Contents
这是 Udacity 无人驾驶课程的笔记。第一个作业是检测车道,简单地说就是把路面上的行车线找出来。


环境准备
这个作业需要有 Anaconda 的环境,然后装上 jupyter notebook, OpenCV 等必要的库。
具体的安装方法可参考(fork 自 Udacity):
https://github.com/feichashao/CarND-Term1-Starter-Kit/blob/master/doc/configure_via_anaconda.md
其中,安装 tensorflow 的时候,可能会遇到 Google 被墙的情况,所以安装的时候最好先挂个代理,在安装前设置环境变量, 比如:
# export http_proxy=http://8.8.8.8:5187/ # export https_proxy=$http_proxy
颜色选择(Color Selection)
颜色是区分行车线的其中一个因素。对于一种颜色,可以有不同的编码方式,常见的是RGB,YUV等。
由于行车线的颜色与周围环境有一定区分,我们可以对RGB分别设定阈值,把有用的信息分离出来。
### Source: Udacity CarND Term1 Lesson 1 Section 4.
import matplotlib.pyplot as plt
import matplotlib.image as mpimg
import numpy as np
%matplotlib inline
image = (mpimg.imread('test.jpg')).astype('uint8')
print('This image is: ',type(image),
'with dimensions:', image.shape)
# Grab the x and y size and make a copy of the image
ysize = image.shape[0]
xsize = image.shape[1]
color_select = np.copy(image)
# Define color selection criteria
###### MODIFY THESE VARIABLES TO MAKE YOUR COLOR SELECTION
red_threshold = 195 ### <-----
green_threshold = 195 ### <-----
blue_threshold = 195 ### <-----
######
rgb_threshold = [red_threshold, green_threshold, blue_threshold]
# Do a boolean or with the "|" character to identify
# pixels below the thresholds
thresholds = (image[:,:,0] < rgb_threshold[0]) \
| (image[:,:,1] < rgb_threshold[1]) \
| (image[:,:,2] < rgb_threshold[2])
color_select[thresholds] = [0,0,0]
plt.imshow(color_select)
# Display the image
plt.imshow(color_select)
RGB每一个Channel对应的数值范围是 0~255,这里对 RGB 都设置了 195 为阈值,过滤后可以看到左右行车线。


区域选择(Region Masking)
从汽车的前置摄像头中,行车线通常都在图像下半部分的一个梯形区域内,所以在提取行车线的时候,只关注这个梯形区域内的图像,可以避免其他区域的信息造成干扰。

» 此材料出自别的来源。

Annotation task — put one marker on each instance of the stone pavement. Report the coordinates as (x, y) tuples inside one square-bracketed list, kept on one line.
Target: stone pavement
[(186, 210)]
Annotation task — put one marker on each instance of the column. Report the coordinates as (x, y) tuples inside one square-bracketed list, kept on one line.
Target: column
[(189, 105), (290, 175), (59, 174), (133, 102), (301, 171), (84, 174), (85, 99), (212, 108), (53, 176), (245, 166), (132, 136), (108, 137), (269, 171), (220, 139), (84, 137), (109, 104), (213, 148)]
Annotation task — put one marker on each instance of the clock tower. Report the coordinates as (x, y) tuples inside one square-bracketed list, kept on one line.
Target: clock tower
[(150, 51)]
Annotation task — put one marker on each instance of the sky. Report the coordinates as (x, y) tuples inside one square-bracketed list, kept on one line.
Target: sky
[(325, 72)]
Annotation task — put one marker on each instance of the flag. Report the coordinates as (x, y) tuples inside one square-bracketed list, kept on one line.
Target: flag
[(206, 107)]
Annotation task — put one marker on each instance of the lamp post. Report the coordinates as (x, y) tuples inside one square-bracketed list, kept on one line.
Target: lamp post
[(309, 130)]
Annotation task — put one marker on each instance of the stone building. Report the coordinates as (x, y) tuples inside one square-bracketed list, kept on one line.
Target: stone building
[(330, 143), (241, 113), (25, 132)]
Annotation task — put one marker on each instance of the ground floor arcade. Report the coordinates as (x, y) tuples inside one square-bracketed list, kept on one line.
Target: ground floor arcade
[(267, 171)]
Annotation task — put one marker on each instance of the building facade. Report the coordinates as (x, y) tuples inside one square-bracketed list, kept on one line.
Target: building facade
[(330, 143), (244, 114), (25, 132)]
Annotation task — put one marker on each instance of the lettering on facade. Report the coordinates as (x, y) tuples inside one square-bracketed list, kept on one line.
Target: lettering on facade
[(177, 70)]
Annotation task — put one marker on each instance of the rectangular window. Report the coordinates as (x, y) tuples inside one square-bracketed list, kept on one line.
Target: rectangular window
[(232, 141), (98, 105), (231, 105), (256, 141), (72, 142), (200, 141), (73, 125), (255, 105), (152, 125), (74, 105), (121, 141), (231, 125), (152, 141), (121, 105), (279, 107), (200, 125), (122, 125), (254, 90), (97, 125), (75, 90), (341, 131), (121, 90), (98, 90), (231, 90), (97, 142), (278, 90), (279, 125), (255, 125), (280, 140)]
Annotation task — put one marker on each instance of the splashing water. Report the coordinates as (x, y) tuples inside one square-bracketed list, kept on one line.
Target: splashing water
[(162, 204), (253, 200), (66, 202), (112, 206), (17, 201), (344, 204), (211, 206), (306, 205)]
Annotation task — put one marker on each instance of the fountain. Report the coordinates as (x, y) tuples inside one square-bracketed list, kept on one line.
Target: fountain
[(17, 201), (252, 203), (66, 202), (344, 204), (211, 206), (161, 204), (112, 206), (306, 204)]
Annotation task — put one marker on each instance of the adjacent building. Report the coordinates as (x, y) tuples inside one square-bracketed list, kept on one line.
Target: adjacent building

这个梯形区域如果选取地太大,则会引入更多无关信息(比如护栏,树木等),如果梯形区域选取太小,则可能看不见行车线,所以这里需要权衡。
在练习题的例子中,使用了三角形来选取区域。
# Source: Udacity CarND term1 Lession 1 Section 7
import matplotlib.pyplot as plt
import matplotlib.image as mpimg
import numpy as np
%matplotlib inline
image = mpimg.imread('test.jpg')
# Grab the x and y size and make a copy of the image
ysize = image.shape[0]
xsize = image.shape[1]
color_select = np.copy(image)
line_image = np.copy(image)
# Define color selection criteria
# MODIFY THESE VARIABLES TO MAKE YOUR COLOR SELECTION
red_threshold = 195
green_threshold = 195
blue_threshold = 195
rgb_threshold = [red_threshold, green_threshold, blue_threshold]
# Define the vertices of a triangular mask.
# Keep in mind the origin (x=0, y=0) is in the upper left
# MODIFY THESE VALUES TO ISOLATE THE REGION
# WHERE THE LANE LINES ARE IN THE IMAGE
left_bottom = [130, 719] ###<<-------
right_bottom = [1150, 719] ###<<-------
apex = [640, 400] ###<<-------
# Perform a linear fit (y=Ax+B) to each of the three sides of the triangle
# np.polyfit returns the coefficients [A, B] of the fit
fit_left = np.polyfit((left_bottom[0], apex[0]), (left_bottom[1], apex[1]), 1)
fit_right = np.polyfit((right_bottom[0], apex[0]), (right_bottom[1], apex[1]), 1)
fit_bottom = np.polyfit((left_bottom[0], right_bottom[0]), (left_bottom[1], right_bottom[1]), 1)
# Mask pixels below the threshold
color_thresholds = (image[:,:,0] < rgb_threshold[0]) | \
(image[:,:,1] < rgb_threshold[1]) | \
(image[:,:,2] < rgb_threshold[2])
# Find the region inside the lines
XX, YY = np.meshgrid(np.arange(0, xsize), np.arange(0, ysize))
region_thresholds = (YY > (XX*fit_left[0] + fit_left[1])) & \
(YY > (XX*fit_right[0] + fit_right[1])) & \
(YY < (XX*fit_bottom[0] + fit_bottom[1]))
# Mask color and region selection
color_select[color_thresholds | ~region_thresholds] = [0, 0, 0]
# Color pixels red where both color and region selections met
line_image[~color_thresholds & region_thresholds] = [255, 0, 0]
# Display the image and show region and color selections
plt.imshow(image)
x = [left_bottom[0], right_bottom[0], apex[0], left_bottom[0]]
y = [left_bottom[1], right_bottom[1], apex[1], left_bottom[1]]
plt.plot(x, y, 'b--', lw=4)
plt.imshow(color_select)
plt.imshow(line_image)
图中,蓝线是所选择的区域,红线是颜色过滤(Color threshold)得出的像素。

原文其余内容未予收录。